Recombinant human interleukin 10 for induction of remission in Crohn's disease.

BACKGROUND

The etiology of Crohn's disease remains unknown, nevertheless, it is apparent that inflammation is associated with an imbalance between proinflammatory and anti-inflammatory cytokines produced within the intestinal mucosa. Crohn's disease represents a state of dysregulated inflammation and drugs that can augment the anti-inflammatory response have the potential to downregulate inflammation and thereby improve the disease. The efficacy of recombinant IL-10 in Crohn's disease was first demonstrated in a pilot study. Since then other trials have evaluated its efficacy but the available evidence has not been systematically reviewed.

OBJECTIVES

To determine the efficacy and tolerability of recombinant human interleukin 10 (IL-10) for induction of remission in Crohn's disease.

SEARCH STRATEGY

A computer assisted search of the Cochrane Central Register of Controlled Trials and the Cochrane IBD/FBD Review Group Specialized Trials Register and the on-line databases MEDLINE and EMBASE was performed to identify relevant publications up to September 2010. Reference lists were searched and the pharmaceutical industry and experts were contacted to identify additional studies.

SELECTION CRITERIA

Randomized controlled trials comparing recombinant human interleukin 10 to a placebo or control therapy for the treatment of patients with active Crohn's disease were included.

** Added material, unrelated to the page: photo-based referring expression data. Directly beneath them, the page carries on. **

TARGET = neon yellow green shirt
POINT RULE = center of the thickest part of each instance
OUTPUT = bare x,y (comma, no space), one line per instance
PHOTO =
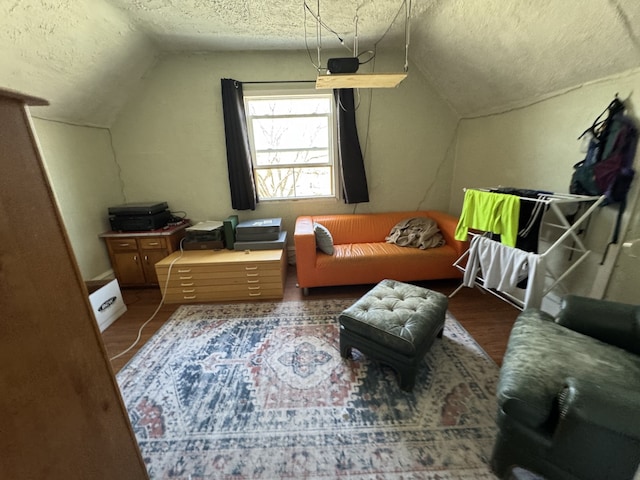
490,212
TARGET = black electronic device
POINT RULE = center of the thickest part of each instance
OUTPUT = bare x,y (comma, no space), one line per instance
343,65
140,223
143,208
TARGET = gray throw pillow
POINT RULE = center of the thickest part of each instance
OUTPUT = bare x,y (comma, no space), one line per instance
324,240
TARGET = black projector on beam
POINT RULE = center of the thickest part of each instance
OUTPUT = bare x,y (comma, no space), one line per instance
343,65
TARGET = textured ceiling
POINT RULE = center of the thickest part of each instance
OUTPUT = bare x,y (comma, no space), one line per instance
483,56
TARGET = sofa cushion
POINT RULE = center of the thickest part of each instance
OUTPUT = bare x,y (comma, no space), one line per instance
324,240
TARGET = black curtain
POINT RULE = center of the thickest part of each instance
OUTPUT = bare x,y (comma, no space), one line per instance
354,178
241,181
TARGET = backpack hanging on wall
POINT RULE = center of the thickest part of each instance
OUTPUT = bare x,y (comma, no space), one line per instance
607,168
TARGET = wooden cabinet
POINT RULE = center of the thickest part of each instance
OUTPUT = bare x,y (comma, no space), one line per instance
134,254
203,276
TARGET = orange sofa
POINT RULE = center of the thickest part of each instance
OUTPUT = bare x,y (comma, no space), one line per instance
362,256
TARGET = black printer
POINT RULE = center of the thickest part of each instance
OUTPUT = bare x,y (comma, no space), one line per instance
136,217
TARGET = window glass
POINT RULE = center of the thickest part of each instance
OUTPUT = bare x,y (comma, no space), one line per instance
291,138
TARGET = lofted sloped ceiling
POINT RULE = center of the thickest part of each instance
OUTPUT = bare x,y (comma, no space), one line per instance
483,56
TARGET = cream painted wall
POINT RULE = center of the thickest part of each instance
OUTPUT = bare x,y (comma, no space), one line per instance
169,140
85,182
536,147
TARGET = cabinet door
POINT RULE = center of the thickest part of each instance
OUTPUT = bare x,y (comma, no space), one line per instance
149,260
129,268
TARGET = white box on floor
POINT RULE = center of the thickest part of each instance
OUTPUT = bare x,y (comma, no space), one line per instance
107,303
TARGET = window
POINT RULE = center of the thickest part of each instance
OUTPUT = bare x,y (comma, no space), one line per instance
292,144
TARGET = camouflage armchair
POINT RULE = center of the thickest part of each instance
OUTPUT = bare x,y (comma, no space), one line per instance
569,393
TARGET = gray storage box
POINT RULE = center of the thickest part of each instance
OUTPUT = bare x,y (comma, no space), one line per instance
280,243
257,229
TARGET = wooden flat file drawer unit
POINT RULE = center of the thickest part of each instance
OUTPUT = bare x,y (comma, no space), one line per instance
205,276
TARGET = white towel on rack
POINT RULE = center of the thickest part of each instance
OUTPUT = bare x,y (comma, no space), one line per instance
503,267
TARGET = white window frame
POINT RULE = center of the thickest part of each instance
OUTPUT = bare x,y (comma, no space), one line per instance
261,94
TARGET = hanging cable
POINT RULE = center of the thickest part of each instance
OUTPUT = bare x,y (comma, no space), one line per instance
407,33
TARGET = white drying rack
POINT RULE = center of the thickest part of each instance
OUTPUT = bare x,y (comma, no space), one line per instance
552,202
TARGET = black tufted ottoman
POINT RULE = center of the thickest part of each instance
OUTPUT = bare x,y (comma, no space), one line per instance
394,323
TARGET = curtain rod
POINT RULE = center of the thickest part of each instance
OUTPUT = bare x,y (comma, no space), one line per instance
279,81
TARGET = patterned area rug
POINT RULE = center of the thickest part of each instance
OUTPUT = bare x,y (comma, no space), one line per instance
248,391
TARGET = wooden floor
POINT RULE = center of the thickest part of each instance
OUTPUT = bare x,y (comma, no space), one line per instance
487,318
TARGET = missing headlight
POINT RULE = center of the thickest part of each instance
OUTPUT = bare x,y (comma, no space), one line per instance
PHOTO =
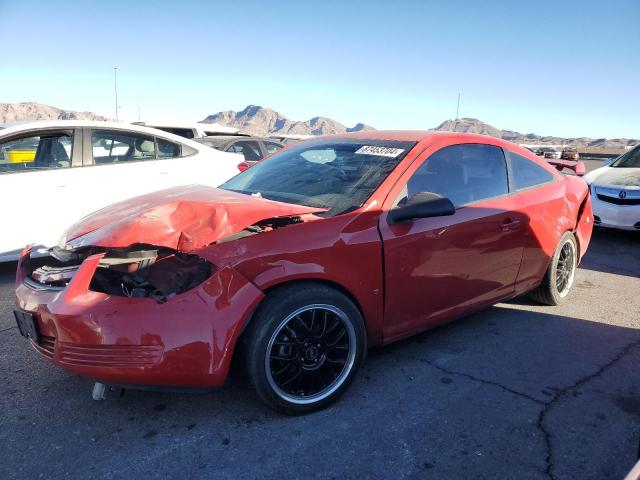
158,274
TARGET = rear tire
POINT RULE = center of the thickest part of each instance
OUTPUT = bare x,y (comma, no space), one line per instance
303,347
560,275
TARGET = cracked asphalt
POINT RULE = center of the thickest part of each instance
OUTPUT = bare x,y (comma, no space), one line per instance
518,391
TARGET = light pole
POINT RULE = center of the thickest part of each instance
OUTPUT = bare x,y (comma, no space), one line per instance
115,87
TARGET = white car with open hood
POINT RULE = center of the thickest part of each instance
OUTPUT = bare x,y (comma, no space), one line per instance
615,192
54,172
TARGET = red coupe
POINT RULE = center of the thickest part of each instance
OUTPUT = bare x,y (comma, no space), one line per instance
299,264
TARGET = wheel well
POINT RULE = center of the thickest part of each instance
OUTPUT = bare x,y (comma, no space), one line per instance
318,281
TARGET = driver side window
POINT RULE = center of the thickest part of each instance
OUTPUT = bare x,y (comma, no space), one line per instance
463,173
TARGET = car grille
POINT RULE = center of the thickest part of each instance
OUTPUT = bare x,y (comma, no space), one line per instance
126,356
612,195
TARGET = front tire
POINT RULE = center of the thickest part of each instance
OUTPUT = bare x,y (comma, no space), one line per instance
560,274
303,347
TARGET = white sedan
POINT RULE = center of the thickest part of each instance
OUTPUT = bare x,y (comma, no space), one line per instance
52,173
615,192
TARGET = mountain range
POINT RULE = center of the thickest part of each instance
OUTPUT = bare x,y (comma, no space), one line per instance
257,120
24,111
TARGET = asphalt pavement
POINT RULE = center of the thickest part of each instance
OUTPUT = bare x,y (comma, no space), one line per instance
518,391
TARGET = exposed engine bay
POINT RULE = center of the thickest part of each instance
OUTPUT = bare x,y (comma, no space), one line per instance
140,270
137,271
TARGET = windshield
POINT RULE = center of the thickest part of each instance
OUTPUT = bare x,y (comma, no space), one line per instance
630,159
337,174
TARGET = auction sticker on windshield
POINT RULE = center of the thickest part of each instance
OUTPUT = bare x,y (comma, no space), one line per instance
379,151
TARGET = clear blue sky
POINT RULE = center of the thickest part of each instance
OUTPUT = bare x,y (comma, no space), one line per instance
551,67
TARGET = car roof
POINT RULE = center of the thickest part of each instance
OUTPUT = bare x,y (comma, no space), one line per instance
62,124
207,127
220,138
412,135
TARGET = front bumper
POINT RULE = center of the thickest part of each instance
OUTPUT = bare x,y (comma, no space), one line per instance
186,342
609,215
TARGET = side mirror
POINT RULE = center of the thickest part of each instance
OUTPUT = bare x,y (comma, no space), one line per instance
422,205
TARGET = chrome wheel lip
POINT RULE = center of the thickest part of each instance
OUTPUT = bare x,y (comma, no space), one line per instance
569,271
339,381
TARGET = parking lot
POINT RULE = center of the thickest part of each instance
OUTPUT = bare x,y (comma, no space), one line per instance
517,391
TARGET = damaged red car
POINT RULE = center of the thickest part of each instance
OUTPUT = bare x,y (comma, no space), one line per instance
299,264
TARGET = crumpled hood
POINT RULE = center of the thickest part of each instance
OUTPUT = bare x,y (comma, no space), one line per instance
619,177
182,218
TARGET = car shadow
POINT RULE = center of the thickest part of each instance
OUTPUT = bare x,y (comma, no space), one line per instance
613,251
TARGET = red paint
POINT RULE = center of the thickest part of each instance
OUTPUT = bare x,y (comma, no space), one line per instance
404,278
183,218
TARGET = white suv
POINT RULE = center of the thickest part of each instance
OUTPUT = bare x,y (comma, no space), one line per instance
52,173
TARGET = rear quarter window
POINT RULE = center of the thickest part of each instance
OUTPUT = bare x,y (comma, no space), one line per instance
526,173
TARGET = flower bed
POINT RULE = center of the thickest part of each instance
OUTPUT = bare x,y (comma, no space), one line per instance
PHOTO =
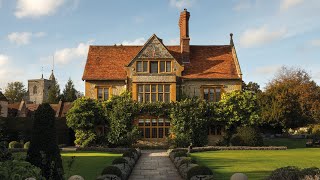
121,167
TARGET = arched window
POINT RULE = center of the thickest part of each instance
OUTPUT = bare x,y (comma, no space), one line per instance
35,90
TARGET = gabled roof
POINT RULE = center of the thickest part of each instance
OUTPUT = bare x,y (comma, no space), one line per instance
206,62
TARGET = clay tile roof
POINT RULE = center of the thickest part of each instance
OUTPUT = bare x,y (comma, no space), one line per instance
206,62
211,62
108,62
2,97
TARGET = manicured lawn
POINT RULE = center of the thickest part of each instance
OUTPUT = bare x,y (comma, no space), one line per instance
256,164
87,164
290,143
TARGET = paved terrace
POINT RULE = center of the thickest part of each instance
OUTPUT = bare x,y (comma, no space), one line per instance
154,165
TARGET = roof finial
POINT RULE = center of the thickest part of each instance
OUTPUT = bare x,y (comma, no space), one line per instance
42,72
231,39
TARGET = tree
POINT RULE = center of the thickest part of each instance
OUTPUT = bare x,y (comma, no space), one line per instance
69,92
251,86
15,91
44,151
240,108
85,115
54,93
291,99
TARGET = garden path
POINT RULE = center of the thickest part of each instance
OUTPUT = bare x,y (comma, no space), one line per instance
154,165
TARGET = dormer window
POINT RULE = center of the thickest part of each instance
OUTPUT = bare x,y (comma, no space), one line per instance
153,66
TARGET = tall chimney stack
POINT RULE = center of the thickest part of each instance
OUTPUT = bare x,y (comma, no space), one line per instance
184,35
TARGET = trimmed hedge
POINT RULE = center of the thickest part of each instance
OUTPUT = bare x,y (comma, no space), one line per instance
15,145
198,170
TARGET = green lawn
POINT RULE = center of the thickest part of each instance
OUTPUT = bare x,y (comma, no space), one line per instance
87,164
259,164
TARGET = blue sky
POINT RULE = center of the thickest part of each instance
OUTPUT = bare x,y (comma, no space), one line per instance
267,33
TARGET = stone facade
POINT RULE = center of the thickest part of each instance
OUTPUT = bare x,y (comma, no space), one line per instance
116,87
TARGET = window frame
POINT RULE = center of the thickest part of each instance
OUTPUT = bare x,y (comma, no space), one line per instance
142,94
109,88
210,88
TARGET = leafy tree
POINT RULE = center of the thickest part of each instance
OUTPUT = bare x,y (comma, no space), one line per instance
251,86
83,118
121,111
69,92
54,93
240,108
15,91
190,119
291,99
44,151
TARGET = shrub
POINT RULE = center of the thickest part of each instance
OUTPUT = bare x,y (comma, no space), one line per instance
247,136
199,170
128,154
180,154
112,170
5,154
285,173
26,145
15,144
44,151
188,161
119,160
19,170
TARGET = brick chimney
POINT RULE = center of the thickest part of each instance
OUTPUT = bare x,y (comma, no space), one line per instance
184,35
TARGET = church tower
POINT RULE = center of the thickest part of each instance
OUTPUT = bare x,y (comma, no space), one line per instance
38,89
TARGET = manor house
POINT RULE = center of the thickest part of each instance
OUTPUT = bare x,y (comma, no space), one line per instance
159,72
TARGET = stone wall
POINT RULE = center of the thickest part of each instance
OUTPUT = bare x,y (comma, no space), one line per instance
116,87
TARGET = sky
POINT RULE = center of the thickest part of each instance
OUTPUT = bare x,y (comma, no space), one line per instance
268,34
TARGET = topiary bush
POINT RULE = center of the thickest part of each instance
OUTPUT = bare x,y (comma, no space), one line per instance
188,161
15,144
198,170
5,154
112,170
128,154
247,136
119,160
285,173
26,145
180,154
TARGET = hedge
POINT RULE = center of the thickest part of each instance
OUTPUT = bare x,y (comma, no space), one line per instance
20,128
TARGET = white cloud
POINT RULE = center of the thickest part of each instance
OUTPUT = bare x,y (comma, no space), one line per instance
139,41
242,5
259,36
181,4
37,8
286,4
315,42
3,60
66,55
23,38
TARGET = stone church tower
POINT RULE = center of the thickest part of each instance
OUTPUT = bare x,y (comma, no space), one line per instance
38,89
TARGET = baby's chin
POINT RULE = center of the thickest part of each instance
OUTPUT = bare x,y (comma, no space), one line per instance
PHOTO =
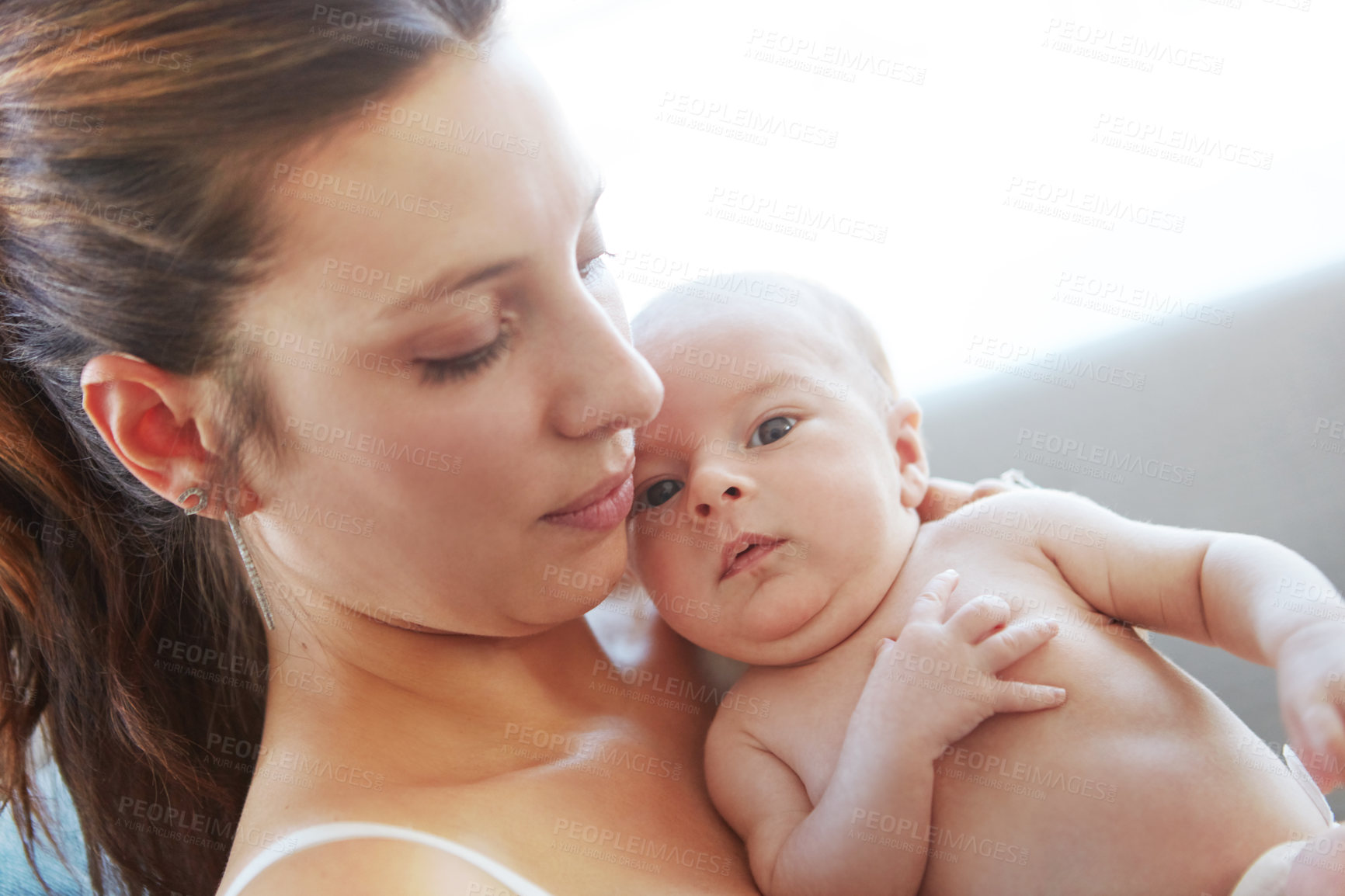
777,630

DATA COLLECTION AND ANALYSIS

All publications identified by the search strategy were assessed independently by two authors, and relevant studies selected according to the inclusion criteria. The risk of bias of each included study was assessed independently by two authors. Data were analyzed using Review Manager (RevMan 5). A random effects model was used for pooling of data. All data were analyzed on an intention-to-treat basis. Heterogeneity among studies was assessed using the chi-square test and the I(2) statistic.

MAIN RESULTS

The risk of bias in the included studies was low. The overall quality of the evidence based on the GRADE approach was moderate. No statistically significant differences were found between interleukin 10 and placebo for complete remission (CDAI < 150 with a 100 point decrease in CDAI from baseline; RR=1.43; 95% CI 0.62 to 3.29; I(2)=40%) or clinical remission (CDAI < 150; RR=1.29; 95% CI 0.79 to 2.11; I(2)= 0%). Patients treated with interleukin 10 were significantly more likely to withdraw from the studies due to adverse events (RR=13.50; 95% CI 3.89 to 46.79; I(2)=0%).

AUTHORS' CONCLUSIONS: Interleukin 10 does not appear to provide any benefit for the treatment of active Crohn's disease. This systematic review shows that interleukin 10 does not increase the number of remissions (complete or clinical), but increases the rate of withdrawal due to adverse events relative to placebo. The quality of the evidence regarding the efficacy of IL-10 is moderate and although further research may have an impact on point estimates of efficacy further randomized trials are unlikely to be undertaken.